Extending the use of mainframe-based data can be especially sensitive to context. That’s because mainframe data often is featured in high-value applications, like finance and other core operational systems that feature absolute time, integrity, regulatory reporting, and security requirements. The need to ensure that mainframe data is properly applied, in context, to analytic systems is a key contributor to historical tension between mainframe app owners and data warehouse owners and admins and a core driver of past, huge investments in ETL systems.

The tension gets even worse in big data because of the unpredictable nature of big data needs. While some shops have established repeatable and predictable analytic pipelines for some percentage of their machine learning, AI, and other big data models and apps, most have not. Even those companies that have established a degree of operational repeatability in their big data-related apps are constantly pressured to extend the use of data lakes and related big data resources, precisely because of the growing recognition that the value of data increases as its use is extended. Simply put, data scientists like to play with data and mainframers typically do not like anyone playing with their data, their machines, or their time.

But mainframes must be brought into evolving digital business platforms (DBP) precisely because of the value of the data resident in so many mainframe applications. Data feedback loops — a key feature of DBPs — must accommodate flowing data from mainframe-based applications into the overall digital business platform. Moreover, advances in analytic model management approaches like machine learning, predictive analytics, and AI, provides new approaches to enhance mainframe-based operational applications through high quality APIs. All data movement is not off the mainframe; strategic financial, customer, and other data is starting to flow back.

Not Your Boss’s ETL

IT shops have been investing in data movement middleware for analytics for years, first in the form of report writer editors and managers, but also in the form of ETL technologies for use in business intelligence and data warehousing. These investments will continue to pay dividends for key classes of analytics, but most are insufficient for big data applications.

Why? The central difference between all “big data” systems and other systems is this: Reporting/BI/DW systems generally feature high foreknowledge of data models, whereas big data systems do not. Figure 1 describes the taxonomy. Reporting systems typically feature both low query and low model uncertainty: Both data model and query can be programmed and report execution scheduled. BI/DW, in contrast, is inherently built to support query unpredictability against known models; this is the basis for most ETL technologies that extract data from production systems, prep it according to a preordained data model, and load it into the BI/DW system. Big data, in contrast, seeks to discover both models and queries based on patterns in the data.

Figure 1: Juxtaposing Reporting, BI/DW, and Big Data Applications

As shops gain experience with both systems and models, the underlying query and model capabilities start to become better understood. Thus, today’s big data application, which generates experience by turning data patterns into data models, starts to take on operational attributes of a BI/DW system. We’re seeing this in shops that are starting to use Hadoop and related tools as a complement or substitute for traditional BI/DW systems. Similarly, as shops gain experience with BI/DW queries, reports can be written and distributed, which reduces the operational burden on the BI/DW system.

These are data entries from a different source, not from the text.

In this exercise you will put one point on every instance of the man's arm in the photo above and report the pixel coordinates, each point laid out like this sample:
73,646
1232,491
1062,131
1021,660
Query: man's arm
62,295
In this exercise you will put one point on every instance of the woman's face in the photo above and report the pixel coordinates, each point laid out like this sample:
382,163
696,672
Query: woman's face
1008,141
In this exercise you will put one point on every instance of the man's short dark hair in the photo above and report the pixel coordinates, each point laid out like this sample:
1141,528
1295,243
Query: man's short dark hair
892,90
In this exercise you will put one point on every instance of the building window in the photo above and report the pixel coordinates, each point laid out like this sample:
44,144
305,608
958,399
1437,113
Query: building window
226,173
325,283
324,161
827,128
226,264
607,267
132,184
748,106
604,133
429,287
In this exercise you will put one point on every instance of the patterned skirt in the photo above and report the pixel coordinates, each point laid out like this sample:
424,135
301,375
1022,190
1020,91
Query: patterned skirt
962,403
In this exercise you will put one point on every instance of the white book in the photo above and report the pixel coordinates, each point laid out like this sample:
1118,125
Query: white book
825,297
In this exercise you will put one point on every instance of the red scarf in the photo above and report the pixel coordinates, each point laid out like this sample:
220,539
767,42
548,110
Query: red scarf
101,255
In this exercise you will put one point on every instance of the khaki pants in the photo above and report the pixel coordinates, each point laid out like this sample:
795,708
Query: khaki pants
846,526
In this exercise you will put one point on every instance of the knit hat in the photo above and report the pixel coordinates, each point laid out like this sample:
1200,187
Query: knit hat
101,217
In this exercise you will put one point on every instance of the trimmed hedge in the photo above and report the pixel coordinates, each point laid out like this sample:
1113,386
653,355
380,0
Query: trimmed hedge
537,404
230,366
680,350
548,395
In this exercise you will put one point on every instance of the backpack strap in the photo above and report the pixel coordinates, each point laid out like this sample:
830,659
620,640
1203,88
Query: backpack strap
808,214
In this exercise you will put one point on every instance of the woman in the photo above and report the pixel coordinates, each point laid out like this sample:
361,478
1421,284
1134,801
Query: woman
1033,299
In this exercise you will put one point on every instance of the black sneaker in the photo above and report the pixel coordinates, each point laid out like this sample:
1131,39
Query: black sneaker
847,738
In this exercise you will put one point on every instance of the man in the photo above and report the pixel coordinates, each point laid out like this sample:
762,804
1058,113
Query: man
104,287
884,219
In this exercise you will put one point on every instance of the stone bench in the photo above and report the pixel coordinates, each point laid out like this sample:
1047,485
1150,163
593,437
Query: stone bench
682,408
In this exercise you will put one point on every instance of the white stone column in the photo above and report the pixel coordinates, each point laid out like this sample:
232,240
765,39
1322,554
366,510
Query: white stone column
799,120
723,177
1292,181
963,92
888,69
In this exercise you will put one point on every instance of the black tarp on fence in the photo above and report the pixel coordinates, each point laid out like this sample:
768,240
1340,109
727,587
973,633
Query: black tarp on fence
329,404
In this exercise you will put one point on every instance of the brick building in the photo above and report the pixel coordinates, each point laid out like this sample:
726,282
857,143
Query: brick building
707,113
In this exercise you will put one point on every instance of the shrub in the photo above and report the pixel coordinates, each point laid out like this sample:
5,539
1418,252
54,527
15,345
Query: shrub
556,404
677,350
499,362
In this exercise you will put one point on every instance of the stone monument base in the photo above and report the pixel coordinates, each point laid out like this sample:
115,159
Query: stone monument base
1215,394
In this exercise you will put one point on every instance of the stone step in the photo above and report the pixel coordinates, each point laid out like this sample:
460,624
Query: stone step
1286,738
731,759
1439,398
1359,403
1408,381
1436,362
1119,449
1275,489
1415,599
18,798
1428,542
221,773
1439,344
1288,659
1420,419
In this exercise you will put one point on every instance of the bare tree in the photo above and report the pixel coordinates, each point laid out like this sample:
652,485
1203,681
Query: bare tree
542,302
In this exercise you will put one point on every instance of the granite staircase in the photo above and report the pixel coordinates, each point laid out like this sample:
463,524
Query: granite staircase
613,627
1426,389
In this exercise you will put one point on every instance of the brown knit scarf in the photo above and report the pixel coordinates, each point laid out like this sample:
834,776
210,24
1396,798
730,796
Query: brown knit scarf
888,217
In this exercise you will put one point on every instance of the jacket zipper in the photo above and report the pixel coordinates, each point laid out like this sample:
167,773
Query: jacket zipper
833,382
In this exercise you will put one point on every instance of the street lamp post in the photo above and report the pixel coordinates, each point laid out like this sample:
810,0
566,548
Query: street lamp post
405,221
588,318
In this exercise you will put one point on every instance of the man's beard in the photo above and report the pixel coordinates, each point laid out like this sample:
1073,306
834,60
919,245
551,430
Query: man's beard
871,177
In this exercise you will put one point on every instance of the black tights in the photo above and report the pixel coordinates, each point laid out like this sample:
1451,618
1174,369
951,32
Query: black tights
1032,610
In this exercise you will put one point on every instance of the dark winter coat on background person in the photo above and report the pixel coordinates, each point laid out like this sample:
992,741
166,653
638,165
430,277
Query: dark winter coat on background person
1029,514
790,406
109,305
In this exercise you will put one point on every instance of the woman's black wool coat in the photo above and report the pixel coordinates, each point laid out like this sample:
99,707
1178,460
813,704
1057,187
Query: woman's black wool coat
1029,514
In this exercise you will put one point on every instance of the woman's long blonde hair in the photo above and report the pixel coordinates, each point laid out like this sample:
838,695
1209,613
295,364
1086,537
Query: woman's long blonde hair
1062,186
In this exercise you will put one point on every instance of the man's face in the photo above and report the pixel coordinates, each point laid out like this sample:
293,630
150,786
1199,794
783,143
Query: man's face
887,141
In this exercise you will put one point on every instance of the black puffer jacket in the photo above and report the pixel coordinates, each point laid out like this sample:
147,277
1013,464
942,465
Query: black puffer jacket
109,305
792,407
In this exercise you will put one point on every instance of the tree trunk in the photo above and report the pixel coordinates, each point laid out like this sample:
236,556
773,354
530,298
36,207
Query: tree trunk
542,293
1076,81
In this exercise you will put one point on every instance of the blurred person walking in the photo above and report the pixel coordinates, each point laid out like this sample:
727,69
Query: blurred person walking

Mainframe Data Mover Spending Is A Bright Spot

While the big data ecosystem is built on open source software, the specialized needs of mainframe-to-big-data movement requires specialized tools. Companies like IBM, BMC, Oracle, Syncsort, CA, and others offer technology sets that serve the needs of both mainframe app owners and big data administrators. Moreover, our conversations with users on theCUBE and elsewhere strongly indicate that even the modest degree of operational stability being built into analytic pipelines is enough to encourage greater integration between mainframe sources of data and data link data sinks.

We believe that tools that can assert high quality data movement and security policies will be increasingly in demand from both mainframe and big data constituencies. These tools are becoming more available and better known, which is driving growth in the mainframe-to-big data market at 25% CAGR, to just over $2.3B globally in 2020 (see Figure 2). This is healthy growth, by an measure. Indeed, our research shows that mainframe-to-big-data integration spending will be the primary bright spot in the market for mainframe-based software.